Para economizar combustível, alguns quartos funcionam apenas com ventiladores elétricos no calor sufocante do verão. Nem todos os elevadores do hospital estão funcionando. A capacidade dos leitos foi reduzida em cerca de 15 por cento e o pronto-socorro admite apenas casos de risco de vida.
É uma crise perpétua que sempre deixou o hospital à beira do precipício, afirma sua diretora, Firas Abiad. Há “escassez de quase tudo”.
Todos os dias, ele luta para garantir mais combustível – o hospital tem um suprimento máximo de dois dias a qualquer hora. As prateleiras são escassas em medicamentos, inclusive para pacientes com câncer e diálise. Um novo carregamento de soro sanguíneo durará apenas alguns dias.
“Mal podemos sobreviver”, disse Jihad Bikai, chefe do pronto-socorro. Recentemente, ele teve que enviar um paciente crítico para outro hospital porque não tem mais um cirurgião vascular na equipe.
O que aconteceu?
A crise financeira do Líbano, enraizada em anos de corrupção e má gestão, espalhou-se pelas ruas no final de 2019, com protestos contra o governo e exigências de responsabilização. Os líderes políticos, desde então, não chegaram a um acordo sobre um programa de recuperação ou mesmo um novo governo – deixando o anterior em perpétuo mas perplexo papel de zelador.

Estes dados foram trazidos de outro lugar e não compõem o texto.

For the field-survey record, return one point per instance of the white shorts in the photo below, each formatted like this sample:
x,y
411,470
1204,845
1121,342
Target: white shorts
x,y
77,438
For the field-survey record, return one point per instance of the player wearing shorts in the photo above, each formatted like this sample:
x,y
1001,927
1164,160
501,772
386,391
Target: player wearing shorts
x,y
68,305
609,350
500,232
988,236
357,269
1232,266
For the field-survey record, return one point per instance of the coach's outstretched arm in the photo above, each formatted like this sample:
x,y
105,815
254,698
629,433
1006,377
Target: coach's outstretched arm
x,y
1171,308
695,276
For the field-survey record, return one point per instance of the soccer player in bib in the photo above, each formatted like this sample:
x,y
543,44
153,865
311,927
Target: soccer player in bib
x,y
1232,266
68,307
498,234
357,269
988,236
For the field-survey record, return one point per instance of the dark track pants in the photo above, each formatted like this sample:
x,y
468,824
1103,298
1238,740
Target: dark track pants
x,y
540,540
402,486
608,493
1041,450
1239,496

O Banco Mundial descreveu a crise como uma das piores em mais de um século. Em apenas dois anos e meio, a maioria da população mergulhou na pobreza, a moeda nacional está em colapso e as reservas estrangeiras secaram.

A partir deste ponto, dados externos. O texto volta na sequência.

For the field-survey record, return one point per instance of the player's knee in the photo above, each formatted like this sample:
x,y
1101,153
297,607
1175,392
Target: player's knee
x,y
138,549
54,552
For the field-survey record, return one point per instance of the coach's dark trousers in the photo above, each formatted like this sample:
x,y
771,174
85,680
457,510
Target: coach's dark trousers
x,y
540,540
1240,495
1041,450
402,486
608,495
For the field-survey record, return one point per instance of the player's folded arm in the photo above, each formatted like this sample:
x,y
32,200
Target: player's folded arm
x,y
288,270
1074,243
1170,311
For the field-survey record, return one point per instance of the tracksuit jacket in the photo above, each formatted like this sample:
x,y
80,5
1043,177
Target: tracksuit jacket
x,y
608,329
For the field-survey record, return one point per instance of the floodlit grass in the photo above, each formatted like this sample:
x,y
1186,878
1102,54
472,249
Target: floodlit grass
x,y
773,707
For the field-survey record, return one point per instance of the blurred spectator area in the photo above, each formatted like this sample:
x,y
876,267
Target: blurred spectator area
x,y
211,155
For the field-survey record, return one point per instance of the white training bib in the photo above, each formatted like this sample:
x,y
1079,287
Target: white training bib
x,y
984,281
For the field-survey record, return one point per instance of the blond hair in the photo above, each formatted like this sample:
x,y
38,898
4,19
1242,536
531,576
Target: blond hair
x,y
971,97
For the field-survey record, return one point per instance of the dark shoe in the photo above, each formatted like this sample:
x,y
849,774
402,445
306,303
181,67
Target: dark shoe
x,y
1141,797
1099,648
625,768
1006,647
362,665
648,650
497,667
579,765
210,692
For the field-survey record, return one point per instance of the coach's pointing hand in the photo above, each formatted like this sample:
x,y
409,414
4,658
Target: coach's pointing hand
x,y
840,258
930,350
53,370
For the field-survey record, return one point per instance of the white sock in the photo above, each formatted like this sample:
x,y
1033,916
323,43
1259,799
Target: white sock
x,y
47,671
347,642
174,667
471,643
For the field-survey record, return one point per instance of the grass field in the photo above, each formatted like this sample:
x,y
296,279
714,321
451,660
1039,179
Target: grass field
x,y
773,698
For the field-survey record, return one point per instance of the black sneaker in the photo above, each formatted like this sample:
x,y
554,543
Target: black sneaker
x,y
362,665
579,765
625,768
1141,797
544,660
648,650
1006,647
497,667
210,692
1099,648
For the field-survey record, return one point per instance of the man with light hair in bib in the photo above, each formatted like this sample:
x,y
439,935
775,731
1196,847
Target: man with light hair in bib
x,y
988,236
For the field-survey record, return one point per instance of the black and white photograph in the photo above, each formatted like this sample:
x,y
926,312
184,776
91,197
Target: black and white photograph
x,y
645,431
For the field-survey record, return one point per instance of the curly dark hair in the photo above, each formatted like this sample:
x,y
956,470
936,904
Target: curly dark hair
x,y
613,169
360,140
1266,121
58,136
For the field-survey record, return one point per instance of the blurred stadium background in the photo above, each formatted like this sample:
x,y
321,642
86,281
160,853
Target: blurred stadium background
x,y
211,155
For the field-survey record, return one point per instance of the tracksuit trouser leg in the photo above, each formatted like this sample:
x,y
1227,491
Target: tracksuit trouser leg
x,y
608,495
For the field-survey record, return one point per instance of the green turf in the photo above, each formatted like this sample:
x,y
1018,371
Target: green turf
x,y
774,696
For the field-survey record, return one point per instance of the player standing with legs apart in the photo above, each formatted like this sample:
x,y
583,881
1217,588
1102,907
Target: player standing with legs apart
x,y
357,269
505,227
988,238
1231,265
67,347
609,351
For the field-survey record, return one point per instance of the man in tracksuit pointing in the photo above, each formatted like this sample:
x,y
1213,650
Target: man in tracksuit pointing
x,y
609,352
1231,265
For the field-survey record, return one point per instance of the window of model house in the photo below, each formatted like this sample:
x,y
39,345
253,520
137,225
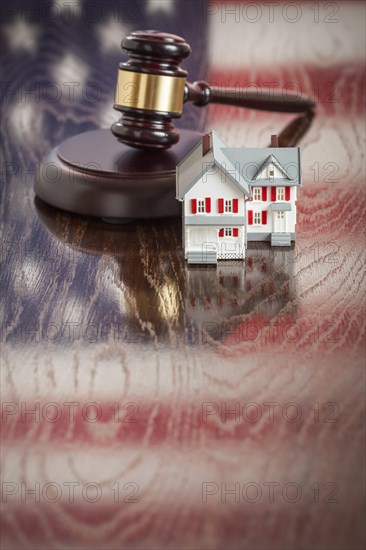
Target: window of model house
x,y
280,193
257,193
257,218
201,206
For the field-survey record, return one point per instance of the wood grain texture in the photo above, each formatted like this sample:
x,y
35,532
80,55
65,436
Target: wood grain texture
x,y
132,361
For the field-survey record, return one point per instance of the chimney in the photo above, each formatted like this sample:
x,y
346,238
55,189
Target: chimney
x,y
274,141
206,144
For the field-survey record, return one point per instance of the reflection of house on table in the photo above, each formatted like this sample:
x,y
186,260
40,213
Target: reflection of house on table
x,y
231,195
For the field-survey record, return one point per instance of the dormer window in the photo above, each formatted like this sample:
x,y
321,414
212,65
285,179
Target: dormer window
x,y
280,194
257,193
228,206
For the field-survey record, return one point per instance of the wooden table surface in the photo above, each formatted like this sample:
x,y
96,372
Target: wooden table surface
x,y
180,407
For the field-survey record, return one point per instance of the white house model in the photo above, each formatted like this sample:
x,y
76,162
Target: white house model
x,y
213,192
231,195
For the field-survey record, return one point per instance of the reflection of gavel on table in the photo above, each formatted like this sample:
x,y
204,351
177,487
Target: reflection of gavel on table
x,y
133,176
152,88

Durante anos, as interrupções de energia forçaram a dependência de geradores privados, mas a crise assumiu novas dimensões neste verão, à medida que o combustível e o diesel se tornaram escassos, interrompendo o trabalho de hospitais, padarias, provedores de internet e muitos outros negócios.
Então, em agosto passado, uma explosão massiva no porto de Beirute – quando centenas de toneladas de nitrato de amônio armazenado incorretamente explodiram – destruiu bairros inteiros da cidade e matou 214 pessoas. Milhares ficaram feridos, inundando hospitais, alguns dos quais perderam membros de suas equipes e foram forçados a fechar temporariamente.

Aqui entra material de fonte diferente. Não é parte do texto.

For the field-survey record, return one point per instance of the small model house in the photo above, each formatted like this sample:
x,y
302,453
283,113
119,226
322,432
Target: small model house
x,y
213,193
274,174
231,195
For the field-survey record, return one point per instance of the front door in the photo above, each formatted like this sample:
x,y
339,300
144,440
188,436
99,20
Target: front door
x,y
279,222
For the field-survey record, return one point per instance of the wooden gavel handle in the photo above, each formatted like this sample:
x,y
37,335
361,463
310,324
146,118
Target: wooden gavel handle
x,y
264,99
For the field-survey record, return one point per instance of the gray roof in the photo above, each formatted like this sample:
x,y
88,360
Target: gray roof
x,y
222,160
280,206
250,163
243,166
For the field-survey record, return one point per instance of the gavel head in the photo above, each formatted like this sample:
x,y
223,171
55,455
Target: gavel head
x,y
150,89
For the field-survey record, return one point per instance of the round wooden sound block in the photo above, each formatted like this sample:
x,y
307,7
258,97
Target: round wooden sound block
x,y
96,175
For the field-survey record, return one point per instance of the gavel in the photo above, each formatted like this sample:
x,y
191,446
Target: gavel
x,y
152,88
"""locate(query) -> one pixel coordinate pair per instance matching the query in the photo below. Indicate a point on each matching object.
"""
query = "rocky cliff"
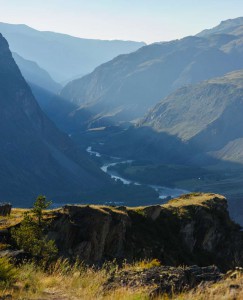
(193, 229)
(35, 157)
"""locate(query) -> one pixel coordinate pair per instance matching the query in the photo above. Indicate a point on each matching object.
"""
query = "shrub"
(30, 236)
(8, 272)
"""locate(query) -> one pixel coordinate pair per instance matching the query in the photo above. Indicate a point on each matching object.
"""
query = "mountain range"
(124, 88)
(35, 156)
(63, 56)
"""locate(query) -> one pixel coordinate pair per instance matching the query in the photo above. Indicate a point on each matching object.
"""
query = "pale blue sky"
(140, 20)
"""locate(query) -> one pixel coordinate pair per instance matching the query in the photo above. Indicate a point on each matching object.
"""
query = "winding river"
(164, 192)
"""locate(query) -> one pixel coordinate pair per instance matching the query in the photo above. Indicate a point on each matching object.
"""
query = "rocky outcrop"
(5, 209)
(193, 229)
(164, 280)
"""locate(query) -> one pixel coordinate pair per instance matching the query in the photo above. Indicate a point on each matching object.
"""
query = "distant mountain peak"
(226, 26)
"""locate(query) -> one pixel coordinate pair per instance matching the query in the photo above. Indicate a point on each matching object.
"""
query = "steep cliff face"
(194, 229)
(35, 157)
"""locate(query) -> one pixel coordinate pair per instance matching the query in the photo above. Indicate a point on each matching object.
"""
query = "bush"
(8, 272)
(30, 236)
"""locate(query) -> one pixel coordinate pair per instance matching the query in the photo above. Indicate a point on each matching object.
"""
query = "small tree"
(31, 235)
(40, 204)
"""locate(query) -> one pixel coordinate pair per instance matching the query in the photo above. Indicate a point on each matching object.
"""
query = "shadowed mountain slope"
(126, 87)
(64, 57)
(35, 156)
(208, 114)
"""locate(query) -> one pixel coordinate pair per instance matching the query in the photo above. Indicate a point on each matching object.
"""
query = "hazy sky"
(141, 20)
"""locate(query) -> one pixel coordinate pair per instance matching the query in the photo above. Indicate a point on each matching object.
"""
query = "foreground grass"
(63, 282)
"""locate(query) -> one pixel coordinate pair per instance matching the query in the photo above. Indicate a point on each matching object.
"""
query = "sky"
(138, 20)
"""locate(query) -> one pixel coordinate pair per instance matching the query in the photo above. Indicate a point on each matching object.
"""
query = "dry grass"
(192, 199)
(64, 282)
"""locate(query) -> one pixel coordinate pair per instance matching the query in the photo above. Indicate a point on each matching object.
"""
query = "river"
(164, 192)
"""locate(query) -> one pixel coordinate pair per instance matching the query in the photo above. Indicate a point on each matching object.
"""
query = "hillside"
(161, 251)
(63, 56)
(207, 114)
(124, 88)
(35, 156)
(42, 85)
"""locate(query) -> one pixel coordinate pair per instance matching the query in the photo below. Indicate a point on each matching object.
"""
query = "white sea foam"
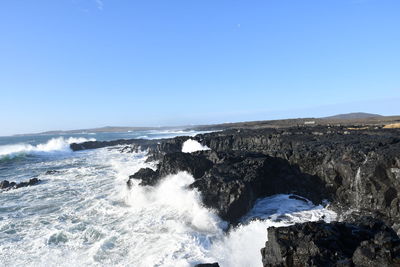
(53, 145)
(191, 145)
(86, 216)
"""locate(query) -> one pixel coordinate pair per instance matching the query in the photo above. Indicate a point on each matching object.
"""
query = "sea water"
(83, 214)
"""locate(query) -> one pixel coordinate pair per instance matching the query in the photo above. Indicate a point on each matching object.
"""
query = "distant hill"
(352, 116)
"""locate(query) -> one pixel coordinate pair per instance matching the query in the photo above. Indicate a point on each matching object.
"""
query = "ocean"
(83, 214)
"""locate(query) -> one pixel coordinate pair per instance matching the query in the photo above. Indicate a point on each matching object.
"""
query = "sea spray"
(59, 144)
(85, 215)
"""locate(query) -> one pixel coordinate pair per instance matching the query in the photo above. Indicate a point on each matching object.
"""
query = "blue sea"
(83, 214)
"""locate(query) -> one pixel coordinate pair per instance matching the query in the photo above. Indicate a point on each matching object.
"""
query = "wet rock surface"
(353, 169)
(356, 170)
(367, 242)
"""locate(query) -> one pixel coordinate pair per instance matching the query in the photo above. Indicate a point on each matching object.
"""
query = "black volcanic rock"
(368, 242)
(6, 185)
(360, 169)
(231, 182)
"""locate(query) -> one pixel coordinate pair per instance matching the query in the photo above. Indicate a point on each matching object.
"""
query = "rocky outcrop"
(354, 169)
(6, 185)
(368, 242)
(360, 169)
(230, 182)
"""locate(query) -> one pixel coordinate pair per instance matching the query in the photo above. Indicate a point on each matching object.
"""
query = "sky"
(72, 64)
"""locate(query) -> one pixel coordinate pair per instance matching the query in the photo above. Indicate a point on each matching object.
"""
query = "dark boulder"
(368, 242)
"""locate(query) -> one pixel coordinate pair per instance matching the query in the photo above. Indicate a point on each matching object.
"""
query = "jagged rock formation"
(367, 242)
(354, 169)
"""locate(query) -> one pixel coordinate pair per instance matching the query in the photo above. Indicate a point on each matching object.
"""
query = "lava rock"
(368, 242)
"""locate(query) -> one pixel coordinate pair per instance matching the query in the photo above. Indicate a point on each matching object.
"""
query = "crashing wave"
(53, 145)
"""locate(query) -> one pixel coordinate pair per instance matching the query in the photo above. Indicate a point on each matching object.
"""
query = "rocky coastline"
(356, 170)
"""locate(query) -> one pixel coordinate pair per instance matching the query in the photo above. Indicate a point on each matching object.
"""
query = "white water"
(55, 144)
(191, 145)
(86, 216)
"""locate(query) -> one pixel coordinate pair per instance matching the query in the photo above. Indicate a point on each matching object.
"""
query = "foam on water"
(53, 145)
(84, 215)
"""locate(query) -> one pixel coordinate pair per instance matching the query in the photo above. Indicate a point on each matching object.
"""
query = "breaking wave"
(53, 145)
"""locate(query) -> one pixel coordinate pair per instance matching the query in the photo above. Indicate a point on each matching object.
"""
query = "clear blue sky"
(70, 64)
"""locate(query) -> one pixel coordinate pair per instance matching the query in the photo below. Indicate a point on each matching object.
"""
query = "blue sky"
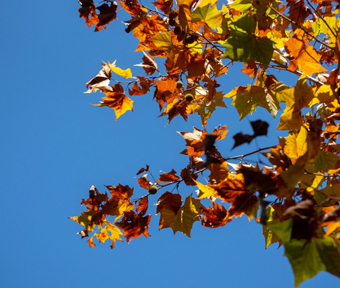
(55, 145)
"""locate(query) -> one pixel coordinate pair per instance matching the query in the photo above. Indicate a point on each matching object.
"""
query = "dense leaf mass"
(197, 41)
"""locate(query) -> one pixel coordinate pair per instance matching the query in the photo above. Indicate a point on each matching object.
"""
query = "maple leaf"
(187, 215)
(233, 191)
(206, 107)
(106, 15)
(102, 79)
(88, 12)
(177, 107)
(208, 15)
(149, 65)
(164, 5)
(165, 91)
(168, 206)
(247, 99)
(119, 203)
(162, 41)
(308, 258)
(142, 170)
(124, 73)
(260, 128)
(214, 217)
(117, 100)
(298, 12)
(242, 45)
(143, 182)
(168, 177)
(134, 225)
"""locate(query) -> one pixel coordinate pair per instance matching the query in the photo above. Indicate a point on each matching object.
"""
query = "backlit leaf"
(124, 73)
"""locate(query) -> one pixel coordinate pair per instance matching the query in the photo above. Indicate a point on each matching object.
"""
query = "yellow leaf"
(206, 191)
(187, 215)
(162, 41)
(124, 73)
(296, 144)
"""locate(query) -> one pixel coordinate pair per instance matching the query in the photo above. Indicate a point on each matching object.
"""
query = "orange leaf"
(116, 100)
(168, 177)
(143, 182)
(233, 191)
(250, 69)
(106, 15)
(214, 217)
(168, 205)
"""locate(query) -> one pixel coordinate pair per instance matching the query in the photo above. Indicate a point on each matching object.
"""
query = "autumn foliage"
(198, 41)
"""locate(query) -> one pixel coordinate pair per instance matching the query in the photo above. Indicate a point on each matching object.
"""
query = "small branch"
(320, 16)
(248, 154)
(297, 73)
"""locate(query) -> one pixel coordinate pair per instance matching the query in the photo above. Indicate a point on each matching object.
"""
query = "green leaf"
(245, 23)
(308, 258)
(245, 47)
(269, 236)
(209, 15)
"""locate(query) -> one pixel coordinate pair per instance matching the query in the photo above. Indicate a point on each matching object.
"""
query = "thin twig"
(296, 72)
(251, 153)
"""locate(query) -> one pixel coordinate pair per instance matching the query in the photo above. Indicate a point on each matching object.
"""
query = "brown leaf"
(134, 225)
(88, 12)
(187, 175)
(214, 217)
(149, 65)
(101, 80)
(250, 69)
(168, 205)
(142, 170)
(143, 182)
(164, 5)
(106, 15)
(168, 177)
(233, 191)
(142, 206)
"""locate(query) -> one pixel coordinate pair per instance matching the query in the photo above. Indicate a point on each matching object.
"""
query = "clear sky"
(55, 145)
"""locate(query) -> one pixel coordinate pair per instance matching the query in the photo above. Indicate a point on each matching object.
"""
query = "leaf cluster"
(295, 195)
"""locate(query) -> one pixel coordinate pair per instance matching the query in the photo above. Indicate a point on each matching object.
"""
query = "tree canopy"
(187, 48)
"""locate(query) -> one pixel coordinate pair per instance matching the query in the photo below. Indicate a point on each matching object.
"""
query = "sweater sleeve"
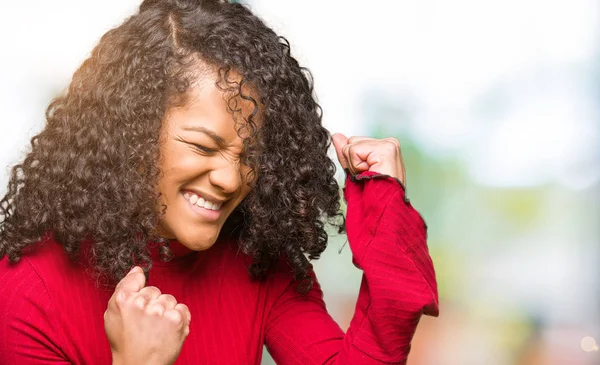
(388, 242)
(28, 334)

Em uma tarde recente no hospital Rafik Hariri, a enfermeira Mustafa Harqous, 39, tentou ignorar a confusão fora do pronto-socorro do coronavírus: pacientes com máscaras de oxigênio esperando por uma cama para liberar, famílias pressionando para visitar parentes doentes, outros discutindo sobre medicamentos em estoque.
Ele continuou seu trabalho no quarto de 25 camas. Exceto por um bebê de um mês, os pacientes eram em sua maioria homens na faixa dos 30 e 40 anos.
“Algumas pessoas entendem que a escassez não é nossa culpa”, disse ele. “Mas muitos não.”
Ele se preocupa em como vai encher o carro para voltar para casa, a uma hora e meia de distância. O governo, disse ele, está “deixando as pessoas no meio do mar, sem barco de resgate”.
Sem saída
Relatórios dizem que pelo menos 2.500 médicos e enfermeiras deixaram o Líbano este ano. No hospital Rafik Hariri, pelo menos 30% dos médicos e mais de 10% das enfermeiras saíram, mais recentemente cinco em um dia. Muitos hospitais privados, que oferecem 80% dos serviços médicos do Líbano, estão fechando por falta de recursos ou rejeitando pacientes que não podem pagar.
Bikai, o chefe do PS de 37 anos, recebeu uma oferta de emprego em um país vizinho. Seu salário mal dá para pagar as contas do dentista do filho. Sua esposa, também médica, trabalha ao seu lado no pronto-socorro.
“Há um momento em que você está se esforçando para superar uma montanha e chega a um lugar que não consegue se mover”, disse ele. “Eu me preocupo se chegaremos a isso.”
Abiad, o diretor do hospital, luta para permanecer positivo para sua equipe.
“Nosso país está se desintegrando diante de nossos olhos”, disse ele. “A parte mais difícil é … parece que não conseguimos encontrar uma maneira de parar essa deterioração.”